August 5, 1999 – September 6, 2017
Kali was born in my four-year-old grandson’s closet. She had two brothers and it was evident right from the start that she was going to live up to the reputation calico cats have concerning their wild and ornery temperaments.
The moment she opened her eyes she was hissing at the family dog and bullying her brothers into submission. My daughter-in-law named her Kali (a shortened version of Calico) because of her unique shades of black, gold, gray, white and yellow, and then she told me this feisty little kitten was mine. But, I said no way. I had just lost my beloved fifteen-year-old cat to kidney disease and I was still too heartbroken to even consider getting another cat.
But, it wasn’t long before Kali’s mischievous and boisterous personality won me over. At seven weeks old, she moved into her forever home with me, and for the next eighteen years she would fearlessly rule over her kingdom and her loyal servant…me.
The first night Kali was with me, my grandson, Devin, spent the night. We figured it would make it less traumatizing for her since she had been born and raised in his bedroom for the first seven weeks of her life. We made a bed for ourselves on the couch and fixed a little bed for Kali beside the couch from one of Devin’s blankets. Kali settled down for the night on the familiar smelling bed, while we slept close by in case she needed anything.
When I awoke during the night, I was surprised (and thrilled) that this little ball of fluff had somehow made her way up on the couch. She was curled up on my chest, snug and content. This is the way she would sleep for the rest of her life…even when she was full-grown and felt like a log laying on my chest. It wasn’t always the most comfortable sleeping arrangement for me, but Kali was the boss, so she slept where she wanted.
With Kali, sometimes called Kalimazoo or Miss Priss by me, or Psycho Cat by other family members, life was never dull. She was the epitome of ‘curiosity killed the cat.’ There was not one inch of house, yard or neighborhood that she didn’t explore and claim as her own. No mouse, chipmunk, snake or bird that crossed her path escaped her deadly claws.
She hated other cats, and especially, dogs. None were welcome to cross our fence line without an attack of the ‘killer cat’. Once, she even chased a fox out of the yard. At barely eight pounds, Kali had no fear of facing down a hundred-pound dog, which she did on a regular basis since we had a large Akita for seven years.
My kids and grandkids were terrified of this little furry spitfire, because she pretended to be their buddy, loving up to them, letting them pet her for a moment or two, and then turning into an attack cat and digging her sharp claws into them. They were the ones who nicknamed her Psycho Cat. My youngest son thought it was funny to get a tattoo of her being run over by his truck—something I’ve never forgiven him for.
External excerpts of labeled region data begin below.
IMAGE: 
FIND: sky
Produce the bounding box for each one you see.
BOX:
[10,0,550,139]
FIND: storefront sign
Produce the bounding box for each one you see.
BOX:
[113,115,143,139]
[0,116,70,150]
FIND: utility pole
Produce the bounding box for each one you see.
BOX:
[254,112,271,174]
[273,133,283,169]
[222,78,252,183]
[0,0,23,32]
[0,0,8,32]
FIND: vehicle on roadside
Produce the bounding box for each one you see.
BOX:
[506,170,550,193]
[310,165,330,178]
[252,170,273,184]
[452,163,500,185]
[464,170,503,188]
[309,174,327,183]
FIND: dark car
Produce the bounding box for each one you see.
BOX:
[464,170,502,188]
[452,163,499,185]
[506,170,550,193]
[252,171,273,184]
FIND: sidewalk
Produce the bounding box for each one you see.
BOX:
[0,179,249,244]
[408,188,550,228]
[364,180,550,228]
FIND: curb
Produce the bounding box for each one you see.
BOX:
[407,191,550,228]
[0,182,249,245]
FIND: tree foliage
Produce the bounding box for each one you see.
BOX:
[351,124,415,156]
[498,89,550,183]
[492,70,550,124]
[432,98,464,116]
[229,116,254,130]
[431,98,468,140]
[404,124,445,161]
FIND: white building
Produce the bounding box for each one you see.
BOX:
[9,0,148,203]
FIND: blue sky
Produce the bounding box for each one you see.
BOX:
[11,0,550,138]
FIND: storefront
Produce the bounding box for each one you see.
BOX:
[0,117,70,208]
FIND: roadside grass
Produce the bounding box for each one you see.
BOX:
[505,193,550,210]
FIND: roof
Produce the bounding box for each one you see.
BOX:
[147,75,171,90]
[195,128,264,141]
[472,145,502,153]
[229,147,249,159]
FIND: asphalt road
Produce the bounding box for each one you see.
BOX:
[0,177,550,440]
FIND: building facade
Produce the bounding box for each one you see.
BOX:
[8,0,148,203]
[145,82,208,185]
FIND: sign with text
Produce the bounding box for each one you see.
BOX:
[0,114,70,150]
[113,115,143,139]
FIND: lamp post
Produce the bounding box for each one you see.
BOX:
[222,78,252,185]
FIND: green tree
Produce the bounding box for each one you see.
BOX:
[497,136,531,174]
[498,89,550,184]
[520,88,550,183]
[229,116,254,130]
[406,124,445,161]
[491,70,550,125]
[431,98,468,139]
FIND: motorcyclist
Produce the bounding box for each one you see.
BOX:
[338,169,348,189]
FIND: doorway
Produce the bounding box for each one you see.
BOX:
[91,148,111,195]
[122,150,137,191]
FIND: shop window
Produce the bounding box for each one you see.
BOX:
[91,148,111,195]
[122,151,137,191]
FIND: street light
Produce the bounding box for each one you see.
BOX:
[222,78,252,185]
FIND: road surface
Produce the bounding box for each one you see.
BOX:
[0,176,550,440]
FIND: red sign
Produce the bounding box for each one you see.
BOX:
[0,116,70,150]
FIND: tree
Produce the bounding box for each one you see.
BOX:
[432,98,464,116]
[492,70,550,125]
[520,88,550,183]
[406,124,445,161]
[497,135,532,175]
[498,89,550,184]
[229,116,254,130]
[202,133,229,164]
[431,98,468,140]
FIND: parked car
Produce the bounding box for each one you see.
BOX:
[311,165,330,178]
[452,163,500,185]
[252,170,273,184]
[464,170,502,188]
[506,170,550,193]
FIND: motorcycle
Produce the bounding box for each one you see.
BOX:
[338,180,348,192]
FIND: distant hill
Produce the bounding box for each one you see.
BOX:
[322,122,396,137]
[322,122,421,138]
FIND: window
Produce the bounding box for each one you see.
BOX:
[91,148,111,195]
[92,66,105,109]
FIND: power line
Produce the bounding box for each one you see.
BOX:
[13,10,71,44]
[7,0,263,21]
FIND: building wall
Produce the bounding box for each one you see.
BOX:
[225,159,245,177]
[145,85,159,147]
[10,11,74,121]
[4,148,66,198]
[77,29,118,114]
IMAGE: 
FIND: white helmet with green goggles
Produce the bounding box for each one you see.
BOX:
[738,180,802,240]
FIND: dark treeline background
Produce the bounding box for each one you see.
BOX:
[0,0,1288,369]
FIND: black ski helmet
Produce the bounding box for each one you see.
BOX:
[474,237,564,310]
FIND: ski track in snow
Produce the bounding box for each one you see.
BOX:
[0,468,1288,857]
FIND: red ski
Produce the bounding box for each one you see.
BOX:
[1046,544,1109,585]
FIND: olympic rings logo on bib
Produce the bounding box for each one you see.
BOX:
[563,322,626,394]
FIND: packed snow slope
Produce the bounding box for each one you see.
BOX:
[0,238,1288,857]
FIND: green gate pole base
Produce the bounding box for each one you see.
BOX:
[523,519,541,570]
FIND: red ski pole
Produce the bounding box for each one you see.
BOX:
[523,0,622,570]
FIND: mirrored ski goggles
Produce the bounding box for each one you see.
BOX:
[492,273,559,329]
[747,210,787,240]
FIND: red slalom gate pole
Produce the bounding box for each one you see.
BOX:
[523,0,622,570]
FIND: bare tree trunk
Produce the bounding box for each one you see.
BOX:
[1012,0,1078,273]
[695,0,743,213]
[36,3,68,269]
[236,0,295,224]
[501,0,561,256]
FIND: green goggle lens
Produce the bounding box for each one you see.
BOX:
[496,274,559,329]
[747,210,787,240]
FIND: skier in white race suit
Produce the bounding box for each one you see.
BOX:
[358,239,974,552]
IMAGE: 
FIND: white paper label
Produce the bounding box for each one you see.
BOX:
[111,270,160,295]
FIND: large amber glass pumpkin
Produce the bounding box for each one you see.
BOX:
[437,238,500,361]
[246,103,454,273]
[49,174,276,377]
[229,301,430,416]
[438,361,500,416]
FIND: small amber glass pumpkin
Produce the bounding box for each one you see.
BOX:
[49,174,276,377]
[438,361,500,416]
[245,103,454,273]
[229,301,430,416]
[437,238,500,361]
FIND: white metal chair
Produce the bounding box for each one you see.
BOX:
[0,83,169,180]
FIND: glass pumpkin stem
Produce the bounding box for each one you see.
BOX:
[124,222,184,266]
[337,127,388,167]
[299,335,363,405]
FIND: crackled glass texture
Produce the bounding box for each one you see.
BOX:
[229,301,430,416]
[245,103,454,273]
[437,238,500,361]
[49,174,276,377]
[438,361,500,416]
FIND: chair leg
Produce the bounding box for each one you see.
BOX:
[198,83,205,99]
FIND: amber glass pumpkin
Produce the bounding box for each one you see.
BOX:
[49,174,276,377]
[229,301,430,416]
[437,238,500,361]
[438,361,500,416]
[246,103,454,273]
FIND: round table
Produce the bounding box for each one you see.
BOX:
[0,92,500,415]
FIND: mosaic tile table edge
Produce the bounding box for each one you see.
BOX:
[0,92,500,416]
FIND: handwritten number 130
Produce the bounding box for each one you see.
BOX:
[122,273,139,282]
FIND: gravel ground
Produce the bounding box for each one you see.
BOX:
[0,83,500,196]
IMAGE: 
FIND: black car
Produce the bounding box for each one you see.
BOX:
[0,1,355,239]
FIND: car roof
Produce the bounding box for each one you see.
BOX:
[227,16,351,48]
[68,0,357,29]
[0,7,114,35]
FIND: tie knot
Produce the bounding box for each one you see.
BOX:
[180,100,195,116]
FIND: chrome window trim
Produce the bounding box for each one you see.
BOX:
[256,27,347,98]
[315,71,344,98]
But, everyone loved her even though they pretended they didn’t. She was the bratty furry family member whom you couldn’t help but love.
When the doorbell rang, Kali was the first one at the door. She greeted everyone who came to the house by rubbing all over them as if she was their best friend, and then attacking them. Friends were also terrified of her.
But, in spite of how crazy Kali could be, none of us would trade one minute of the time we were honored to have her in our lives. Even when she was doing something she shouldn’t do, she was still my beautiful sweet little girl. I spoiled her rotten. She was my loyal companion who was always with me for nearly two decades and now she will be in my heart forever.
Kali went to the Rainbow Bridge on September 6, 2017 after being ill for the past few months. It was so very hard to let her go and now it’s so strange—so sad—to not have her right here beside me, or on top of me. But, I’m sure her Akita sister, Ronin, whom she hated with a passion was there to greet her with a wagging tail, and Kali returned the gesture with a loud hiss. They will both be there waiting for me someday.
So, just for now, goodbye my sweet little Kali. I’ll miss you; I’ll grieve you; I’ll love you forever and I’ll be eternally grateful that I was chosen to be your human.